Quizás haya homosexuales que, por ser mediocres también en otros aspectos de sus vidas se complazcan en esta exaltación popular de sus personas por el único mérito de su desordenada lujuria. Dudo muchísimo que Lorca perteneciese a esta clase. Creo que Lorca habría sido lo bastante hombre para negarse a convertirse en el abanderado de una causa tan menor; porque Lorca era un poeta y un socialista y su causa era la de los pobres y desheredados y la de los analfabetos y olvidados, no la de los burgueses aburridos que ya no saben qué hacer para satisfacer su salacidad. El Lorca-icono LGTB es la tercera muerte de Lorca; quizá la más lamentable de las tres. De todas las víctimas injustas de la Guerra Civil y de sus aledaños, Lorca no tiene más motivo para ser elevado a la categoría de mártir que otros. Si se le escogió como tal fue porque, como publicó el diario falangista Unidad algunos meses después del crimen «a la España imperial le han asesinado su mejor poeta». La muerte literaria de Lorca fue un daño colateral, una entre muchas muertes literarias en el seno de una generación que no atinaría a distinguir un endecasílabo de un tuit ni aunque se le señalara con aquella flecha de fe, saeta de esperanza que hay en Silos… Pero reconocemos, aún, incluso los hijos de la LOGSE, que Lorca es un gran escritor, aunque no sepamos de qué.

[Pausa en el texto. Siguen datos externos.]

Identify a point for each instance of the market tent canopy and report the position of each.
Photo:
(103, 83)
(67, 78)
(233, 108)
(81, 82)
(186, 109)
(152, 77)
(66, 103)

La tercera muerte de Lorca ha sepultado su obra, fundamental aportación a la historia de la literatura española, bajo la fea lápida de un marginal aspecto de su vida, contribución desdeñable, incluso para la historia de la homosexualidad.
La luna vino a la fragua
con su polisón de nardos…
– Sí, sí… Pero, ¿tú sabías que Lorca era maricón?